Christian Seifert, chief executive of the Deutsche Fußball Liga, has said that there will be more of Germany’s Bundesliga matches shown live on free-to-air television from the 2021-22 season, after it agrees its next cycle of domestic media-rights deals.
Speaking to German newspaper Bild am Sonntag, Seifert said that “the number of games on free-to-air TV will be greater in the next invitation to tender”.
The DFL is currently drafting the tender documents for domestic rights from 2021-22 to 2024-25 with the idea of going to market early this year. Bild has reported that the league would like to increase the number of live Bundesliga fixtures on free-to-air television by three matches to nine each season.
In the current 2017-18 to 2020-21 cycle there are three Bundesliga matches per season shown free-to-air, all broadcast non-exclusively by public-service broadcaster ZDF. The broadcaster also holds non-exclusive live rights to the German Supercup and non-exclusive live rights to two relegation play-off matches between 2. Bundesliga and 3. Liga.
It is claimed that two relegation play-off matches between the top-tier Bundesliga and 2. Bundesliga, along with the opening match from the second tier, would be added to the live free-to-air inventory on offer.
The three regular-season Bundesliga matches aired by ZDF at present are all Friday evening clashes, including the season opener. All regular-season 2. Bundesliga matches are shown exclusively behind a paywall.
Pay-television broadcaster Sky Deutschland broadcasts 266 exclusive live Bundesliga matches per season, while streaming service DAZN broadcasts 40 matches. Sky also holds rights to all 306 2. Bundesliga matches per season.
Including the additional deals with public-service broadcaster ARD (highlights), sports broadcaster Sport1 (highlights), and a direct deal with DAZN (highlights clips), the DFL brings in €1.16bn ($1.28bn) per season from its domestic media-rights deals in the 2017-21 cycle.

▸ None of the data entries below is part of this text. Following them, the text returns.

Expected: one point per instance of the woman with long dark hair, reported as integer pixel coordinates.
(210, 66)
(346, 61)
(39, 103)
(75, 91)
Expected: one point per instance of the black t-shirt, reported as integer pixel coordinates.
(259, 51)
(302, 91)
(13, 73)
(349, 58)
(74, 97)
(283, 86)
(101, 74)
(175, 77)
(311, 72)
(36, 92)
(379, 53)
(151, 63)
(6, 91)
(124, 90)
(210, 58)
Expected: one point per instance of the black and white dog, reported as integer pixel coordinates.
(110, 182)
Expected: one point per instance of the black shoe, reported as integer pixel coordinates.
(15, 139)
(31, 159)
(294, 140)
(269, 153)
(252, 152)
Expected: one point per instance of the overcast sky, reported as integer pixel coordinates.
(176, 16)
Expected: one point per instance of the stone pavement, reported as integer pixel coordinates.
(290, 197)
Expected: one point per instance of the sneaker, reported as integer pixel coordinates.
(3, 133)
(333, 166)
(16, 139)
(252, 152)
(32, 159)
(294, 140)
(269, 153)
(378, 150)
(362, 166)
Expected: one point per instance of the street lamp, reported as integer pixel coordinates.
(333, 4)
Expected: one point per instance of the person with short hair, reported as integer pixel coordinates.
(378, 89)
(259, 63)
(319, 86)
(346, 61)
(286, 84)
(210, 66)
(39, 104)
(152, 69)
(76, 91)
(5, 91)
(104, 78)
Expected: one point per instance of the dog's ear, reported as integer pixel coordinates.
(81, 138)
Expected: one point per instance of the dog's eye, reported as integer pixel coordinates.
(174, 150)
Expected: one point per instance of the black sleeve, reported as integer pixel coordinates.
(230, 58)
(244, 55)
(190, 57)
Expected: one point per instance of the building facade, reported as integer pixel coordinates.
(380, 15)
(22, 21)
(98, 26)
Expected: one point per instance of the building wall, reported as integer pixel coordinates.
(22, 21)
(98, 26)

Aside from the free-to-air aspect of the tender, Seifert has also previously commented on the Bundesliga strategy following the increased number of pay-television players in the Germany market. He said recently: “If you need three subscriptions to fully consume the Bundesliga, that would, from our point of view, heavily strain the threshold of what is bearable.”

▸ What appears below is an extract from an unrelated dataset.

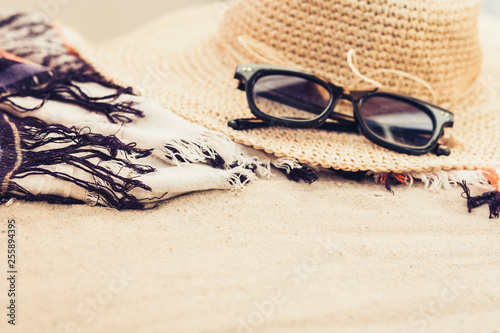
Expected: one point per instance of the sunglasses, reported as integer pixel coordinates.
(280, 96)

Along with interest from current partners for domestic Bundesliga rights, players such as retail internet giant Amazon, and telco Deutsche Telekom could seek to acquire rights. Both have recently acquired premium football rights in the country: Deutsche Telekom picking up the 2024 Uefa European Championship rights in September, and Amazon acquiring a package of Uefa Champions League rights last month.